Most administration tasks are the same whether you are using Spark 1 or Spark 2. To configure and manage Spark, follow the procedures in the Cloudera Enterprise Spark Guide.

Configuring Spark 2 Tools as the Default

When you start trying out Spark 2, you can do most of your testing by running the standard Spark 1 commands such as pyspark and spark-shell alongside their Spark 2 equivalents such as pyspark2 and spark2-shell. All of these commands are represented as symbolic links in /usr/bin.

If you are testing a workflow that has the original command names hardcoded in other scripts, you might configure the system so that issuing the pyspark command really runs the pyspark2 script, and so on for other Spark-related binaries. This change is done using the Linux alternatives mechanism, which keeps track of the appropriate target for each of the /usr/bin symlinks.
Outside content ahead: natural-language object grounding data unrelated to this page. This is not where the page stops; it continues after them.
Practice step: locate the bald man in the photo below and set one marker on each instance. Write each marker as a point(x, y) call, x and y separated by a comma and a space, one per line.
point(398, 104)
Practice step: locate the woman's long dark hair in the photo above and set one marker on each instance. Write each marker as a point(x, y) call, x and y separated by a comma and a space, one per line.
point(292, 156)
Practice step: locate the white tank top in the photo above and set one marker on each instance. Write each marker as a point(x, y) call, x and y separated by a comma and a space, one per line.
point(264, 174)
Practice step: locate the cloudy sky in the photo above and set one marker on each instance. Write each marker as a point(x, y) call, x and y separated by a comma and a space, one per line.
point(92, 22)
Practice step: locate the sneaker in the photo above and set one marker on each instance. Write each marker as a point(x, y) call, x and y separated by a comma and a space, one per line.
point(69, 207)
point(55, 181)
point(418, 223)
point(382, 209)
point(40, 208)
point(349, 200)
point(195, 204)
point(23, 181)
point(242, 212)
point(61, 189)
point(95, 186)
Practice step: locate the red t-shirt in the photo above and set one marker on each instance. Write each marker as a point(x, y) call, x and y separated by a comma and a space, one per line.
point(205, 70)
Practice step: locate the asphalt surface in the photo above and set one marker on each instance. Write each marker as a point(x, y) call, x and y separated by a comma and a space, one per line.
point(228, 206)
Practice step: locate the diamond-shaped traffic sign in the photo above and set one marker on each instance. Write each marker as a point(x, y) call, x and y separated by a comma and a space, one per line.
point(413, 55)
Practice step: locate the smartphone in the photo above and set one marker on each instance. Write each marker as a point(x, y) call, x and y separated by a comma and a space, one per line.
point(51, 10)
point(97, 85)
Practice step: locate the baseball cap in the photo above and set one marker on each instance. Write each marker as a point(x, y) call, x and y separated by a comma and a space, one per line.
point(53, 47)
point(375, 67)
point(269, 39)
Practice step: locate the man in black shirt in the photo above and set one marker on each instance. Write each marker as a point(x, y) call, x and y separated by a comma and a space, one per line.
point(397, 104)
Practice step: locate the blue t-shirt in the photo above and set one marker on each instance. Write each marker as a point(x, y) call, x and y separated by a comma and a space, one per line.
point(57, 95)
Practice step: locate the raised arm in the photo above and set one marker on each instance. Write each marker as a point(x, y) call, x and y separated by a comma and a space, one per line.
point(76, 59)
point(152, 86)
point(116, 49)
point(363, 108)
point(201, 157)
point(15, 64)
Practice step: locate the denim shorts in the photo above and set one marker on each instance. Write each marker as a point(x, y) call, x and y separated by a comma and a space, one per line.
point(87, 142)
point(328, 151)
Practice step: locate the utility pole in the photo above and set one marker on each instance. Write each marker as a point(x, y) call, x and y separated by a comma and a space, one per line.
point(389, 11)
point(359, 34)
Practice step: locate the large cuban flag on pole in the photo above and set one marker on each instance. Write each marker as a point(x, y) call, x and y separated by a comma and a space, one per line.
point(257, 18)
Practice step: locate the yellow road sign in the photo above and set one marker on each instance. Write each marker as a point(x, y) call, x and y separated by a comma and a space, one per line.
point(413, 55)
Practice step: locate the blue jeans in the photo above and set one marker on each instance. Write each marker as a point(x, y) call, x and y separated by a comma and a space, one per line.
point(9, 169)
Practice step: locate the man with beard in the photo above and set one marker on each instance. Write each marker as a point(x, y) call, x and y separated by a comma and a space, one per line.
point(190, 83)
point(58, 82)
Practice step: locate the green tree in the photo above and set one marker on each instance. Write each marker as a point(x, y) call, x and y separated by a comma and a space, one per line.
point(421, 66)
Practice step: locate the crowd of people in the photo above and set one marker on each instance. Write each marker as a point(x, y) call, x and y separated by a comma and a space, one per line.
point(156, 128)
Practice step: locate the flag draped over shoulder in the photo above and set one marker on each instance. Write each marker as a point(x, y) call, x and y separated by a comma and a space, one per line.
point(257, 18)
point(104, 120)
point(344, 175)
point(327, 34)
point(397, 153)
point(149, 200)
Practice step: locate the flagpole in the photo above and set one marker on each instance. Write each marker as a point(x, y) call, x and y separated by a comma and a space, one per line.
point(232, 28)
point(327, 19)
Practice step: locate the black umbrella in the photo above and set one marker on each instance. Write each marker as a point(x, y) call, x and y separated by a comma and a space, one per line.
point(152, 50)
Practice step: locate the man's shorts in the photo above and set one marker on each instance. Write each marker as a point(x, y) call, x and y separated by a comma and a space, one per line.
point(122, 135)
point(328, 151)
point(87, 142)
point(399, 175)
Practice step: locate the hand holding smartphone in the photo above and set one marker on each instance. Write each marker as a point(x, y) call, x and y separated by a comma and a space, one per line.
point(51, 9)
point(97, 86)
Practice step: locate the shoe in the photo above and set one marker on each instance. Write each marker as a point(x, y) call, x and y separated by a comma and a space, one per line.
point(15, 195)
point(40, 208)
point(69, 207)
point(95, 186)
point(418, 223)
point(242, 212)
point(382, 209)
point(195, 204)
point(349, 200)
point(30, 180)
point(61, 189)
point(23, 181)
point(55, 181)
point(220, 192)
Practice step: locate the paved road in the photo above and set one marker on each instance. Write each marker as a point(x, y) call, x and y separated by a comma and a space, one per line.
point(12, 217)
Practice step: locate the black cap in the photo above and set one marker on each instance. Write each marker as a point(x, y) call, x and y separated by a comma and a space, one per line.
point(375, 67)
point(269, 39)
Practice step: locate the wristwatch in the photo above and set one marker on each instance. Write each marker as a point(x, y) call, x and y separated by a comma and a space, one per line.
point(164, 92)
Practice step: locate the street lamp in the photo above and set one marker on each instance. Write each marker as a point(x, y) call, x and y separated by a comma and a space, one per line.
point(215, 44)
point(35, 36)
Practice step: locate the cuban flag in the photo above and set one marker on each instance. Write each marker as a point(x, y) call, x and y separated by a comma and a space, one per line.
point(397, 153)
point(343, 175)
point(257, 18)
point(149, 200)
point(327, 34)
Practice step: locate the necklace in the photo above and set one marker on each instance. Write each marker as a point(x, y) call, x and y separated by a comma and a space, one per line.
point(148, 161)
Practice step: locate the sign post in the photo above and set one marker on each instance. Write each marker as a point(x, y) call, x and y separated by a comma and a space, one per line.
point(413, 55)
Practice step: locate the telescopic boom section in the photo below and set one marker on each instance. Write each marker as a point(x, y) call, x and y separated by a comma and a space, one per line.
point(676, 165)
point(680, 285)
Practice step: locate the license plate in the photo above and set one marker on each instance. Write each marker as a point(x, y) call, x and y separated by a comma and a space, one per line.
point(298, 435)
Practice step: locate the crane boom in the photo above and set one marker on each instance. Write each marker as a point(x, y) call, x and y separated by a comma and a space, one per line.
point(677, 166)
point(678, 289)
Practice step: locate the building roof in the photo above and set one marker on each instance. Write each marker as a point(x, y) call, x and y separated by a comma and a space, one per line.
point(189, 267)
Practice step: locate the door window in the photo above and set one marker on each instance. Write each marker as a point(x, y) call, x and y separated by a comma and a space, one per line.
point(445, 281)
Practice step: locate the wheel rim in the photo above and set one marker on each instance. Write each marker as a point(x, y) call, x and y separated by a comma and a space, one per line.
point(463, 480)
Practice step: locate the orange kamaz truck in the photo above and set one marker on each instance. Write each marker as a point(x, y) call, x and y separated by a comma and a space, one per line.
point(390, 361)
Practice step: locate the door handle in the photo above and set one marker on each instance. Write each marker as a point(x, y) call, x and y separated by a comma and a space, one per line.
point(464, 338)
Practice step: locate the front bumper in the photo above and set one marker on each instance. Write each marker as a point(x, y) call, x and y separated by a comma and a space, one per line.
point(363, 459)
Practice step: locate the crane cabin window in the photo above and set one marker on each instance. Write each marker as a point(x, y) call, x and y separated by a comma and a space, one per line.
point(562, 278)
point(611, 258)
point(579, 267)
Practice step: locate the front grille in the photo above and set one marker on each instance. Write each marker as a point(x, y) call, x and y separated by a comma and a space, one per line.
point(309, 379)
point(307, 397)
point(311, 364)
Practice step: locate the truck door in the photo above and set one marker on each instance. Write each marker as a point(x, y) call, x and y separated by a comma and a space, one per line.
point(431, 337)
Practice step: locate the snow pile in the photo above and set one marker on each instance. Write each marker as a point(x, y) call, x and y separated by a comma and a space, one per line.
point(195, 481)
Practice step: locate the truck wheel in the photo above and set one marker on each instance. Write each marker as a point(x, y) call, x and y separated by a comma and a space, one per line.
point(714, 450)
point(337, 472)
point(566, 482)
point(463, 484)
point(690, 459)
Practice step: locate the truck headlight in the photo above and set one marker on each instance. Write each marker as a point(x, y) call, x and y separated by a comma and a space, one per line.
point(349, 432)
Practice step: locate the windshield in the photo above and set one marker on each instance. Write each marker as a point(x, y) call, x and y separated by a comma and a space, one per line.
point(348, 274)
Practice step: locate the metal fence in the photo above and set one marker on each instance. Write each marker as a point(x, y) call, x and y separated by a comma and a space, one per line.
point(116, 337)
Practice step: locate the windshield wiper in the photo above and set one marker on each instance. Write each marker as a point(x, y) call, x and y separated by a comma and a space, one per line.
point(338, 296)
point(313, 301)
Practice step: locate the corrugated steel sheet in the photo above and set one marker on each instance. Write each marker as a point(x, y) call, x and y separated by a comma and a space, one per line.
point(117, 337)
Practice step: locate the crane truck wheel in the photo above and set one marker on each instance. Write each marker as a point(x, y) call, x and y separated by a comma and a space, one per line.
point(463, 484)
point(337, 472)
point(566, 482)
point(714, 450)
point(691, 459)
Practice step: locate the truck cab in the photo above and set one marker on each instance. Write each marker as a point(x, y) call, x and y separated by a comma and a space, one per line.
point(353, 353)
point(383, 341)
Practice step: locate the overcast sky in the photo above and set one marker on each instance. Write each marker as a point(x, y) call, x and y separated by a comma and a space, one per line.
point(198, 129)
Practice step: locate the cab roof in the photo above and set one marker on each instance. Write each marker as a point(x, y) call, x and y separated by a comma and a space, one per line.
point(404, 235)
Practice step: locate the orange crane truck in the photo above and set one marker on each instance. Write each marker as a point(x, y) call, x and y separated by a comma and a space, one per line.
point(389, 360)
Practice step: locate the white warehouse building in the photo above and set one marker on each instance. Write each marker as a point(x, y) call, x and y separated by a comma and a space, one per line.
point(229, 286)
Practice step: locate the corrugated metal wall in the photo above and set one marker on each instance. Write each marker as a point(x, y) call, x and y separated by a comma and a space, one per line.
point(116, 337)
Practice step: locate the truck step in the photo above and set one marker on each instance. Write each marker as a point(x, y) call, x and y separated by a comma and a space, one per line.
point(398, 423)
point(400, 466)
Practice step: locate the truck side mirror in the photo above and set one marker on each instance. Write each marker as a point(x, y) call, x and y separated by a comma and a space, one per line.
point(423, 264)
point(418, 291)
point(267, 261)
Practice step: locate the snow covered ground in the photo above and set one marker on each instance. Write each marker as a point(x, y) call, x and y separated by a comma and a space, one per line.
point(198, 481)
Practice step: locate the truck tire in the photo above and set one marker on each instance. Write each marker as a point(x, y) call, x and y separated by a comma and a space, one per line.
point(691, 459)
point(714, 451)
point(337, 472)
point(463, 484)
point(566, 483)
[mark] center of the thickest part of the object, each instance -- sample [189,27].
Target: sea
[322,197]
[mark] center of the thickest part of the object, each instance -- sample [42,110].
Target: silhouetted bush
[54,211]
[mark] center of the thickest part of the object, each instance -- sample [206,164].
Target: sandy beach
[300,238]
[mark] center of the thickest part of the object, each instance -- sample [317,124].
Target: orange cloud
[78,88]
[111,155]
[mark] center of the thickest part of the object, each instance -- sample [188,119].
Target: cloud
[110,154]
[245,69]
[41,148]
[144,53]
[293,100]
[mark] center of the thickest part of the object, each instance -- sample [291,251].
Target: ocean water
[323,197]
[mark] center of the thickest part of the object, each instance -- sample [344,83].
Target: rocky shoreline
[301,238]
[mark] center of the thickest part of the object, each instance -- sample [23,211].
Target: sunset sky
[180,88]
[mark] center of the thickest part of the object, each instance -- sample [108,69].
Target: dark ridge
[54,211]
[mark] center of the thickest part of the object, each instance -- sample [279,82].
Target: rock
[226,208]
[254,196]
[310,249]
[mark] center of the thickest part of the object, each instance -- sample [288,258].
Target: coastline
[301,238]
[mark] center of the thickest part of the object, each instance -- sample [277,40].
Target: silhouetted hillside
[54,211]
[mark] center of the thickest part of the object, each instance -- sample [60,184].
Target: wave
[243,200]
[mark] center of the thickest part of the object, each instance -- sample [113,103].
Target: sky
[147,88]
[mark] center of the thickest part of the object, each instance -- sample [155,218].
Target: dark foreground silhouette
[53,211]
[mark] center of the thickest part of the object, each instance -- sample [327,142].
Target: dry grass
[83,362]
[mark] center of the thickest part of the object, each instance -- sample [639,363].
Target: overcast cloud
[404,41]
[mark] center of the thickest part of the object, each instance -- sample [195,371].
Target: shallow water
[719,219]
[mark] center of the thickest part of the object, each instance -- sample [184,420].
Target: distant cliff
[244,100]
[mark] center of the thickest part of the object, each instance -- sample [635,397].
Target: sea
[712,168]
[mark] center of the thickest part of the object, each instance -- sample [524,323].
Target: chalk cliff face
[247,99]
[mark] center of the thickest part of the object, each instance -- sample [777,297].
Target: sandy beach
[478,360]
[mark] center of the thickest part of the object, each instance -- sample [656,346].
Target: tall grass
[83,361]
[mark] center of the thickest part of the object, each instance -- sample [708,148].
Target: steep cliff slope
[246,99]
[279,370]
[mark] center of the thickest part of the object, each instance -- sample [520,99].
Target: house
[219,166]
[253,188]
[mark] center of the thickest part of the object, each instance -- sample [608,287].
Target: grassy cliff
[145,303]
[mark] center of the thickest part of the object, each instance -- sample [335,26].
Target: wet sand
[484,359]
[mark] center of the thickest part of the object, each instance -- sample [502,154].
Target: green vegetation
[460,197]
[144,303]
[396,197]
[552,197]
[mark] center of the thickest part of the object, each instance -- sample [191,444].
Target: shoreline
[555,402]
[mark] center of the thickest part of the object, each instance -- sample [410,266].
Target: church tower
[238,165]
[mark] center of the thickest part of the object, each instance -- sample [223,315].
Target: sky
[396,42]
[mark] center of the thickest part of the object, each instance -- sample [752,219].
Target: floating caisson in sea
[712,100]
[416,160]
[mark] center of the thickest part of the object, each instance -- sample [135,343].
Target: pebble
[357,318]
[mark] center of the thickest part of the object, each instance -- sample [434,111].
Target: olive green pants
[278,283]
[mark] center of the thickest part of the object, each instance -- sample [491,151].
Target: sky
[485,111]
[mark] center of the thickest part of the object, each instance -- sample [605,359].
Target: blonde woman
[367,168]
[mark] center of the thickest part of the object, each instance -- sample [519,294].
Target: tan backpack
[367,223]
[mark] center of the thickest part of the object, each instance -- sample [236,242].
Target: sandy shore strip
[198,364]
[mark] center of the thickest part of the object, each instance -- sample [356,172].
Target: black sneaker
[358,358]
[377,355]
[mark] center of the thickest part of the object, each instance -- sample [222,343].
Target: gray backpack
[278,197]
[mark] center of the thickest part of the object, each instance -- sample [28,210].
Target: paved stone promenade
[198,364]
To use Spark 2 tools as the default, run the following script on all hosts in the cluster:

for binary in pyspark spark-shell spark-submit; do
  # Generate the name of the new binary e.g. pyspark2, spark2-shell, etc.
  new_binary=$(echo $binary | sed -e 's/spark/spark2/')
  # Update the old alternative to the client binary to the new client binary
  # Use priority 11 because the default priority with which these alternatives are created is 10
  update-alternatives --install /usr/bin/${binary} ${binary} /usr/bin/${new_binary} 11
done
# For configuration, we need to have a separate command
# because the destination is under /etc/ instead of /usr/bin like for binaries.
# The priority is different - 52 because Cloudera Manager sets up configuration symlinks
# with priority 51.
update-alternatives --install /etc/spark/conf spark-conf /etc/spark2/conf 52
To remove this setting and return to using the Spark contained in CDH, run the following script on all hosts in the cluster. It removes the Spark 2 targets of the symlinks and points those symlinks back to the original Spark-related scripts:
for binary in pyspark spark-shell spark-submit; do
  new_binary=$(echo $binary | sed -e 's/spark/spark2/')
  update-alternatives --remove ${binary} /usr/bin/${new_binary}
done
update-alternatives --remove spark-conf /etc/spark2/conf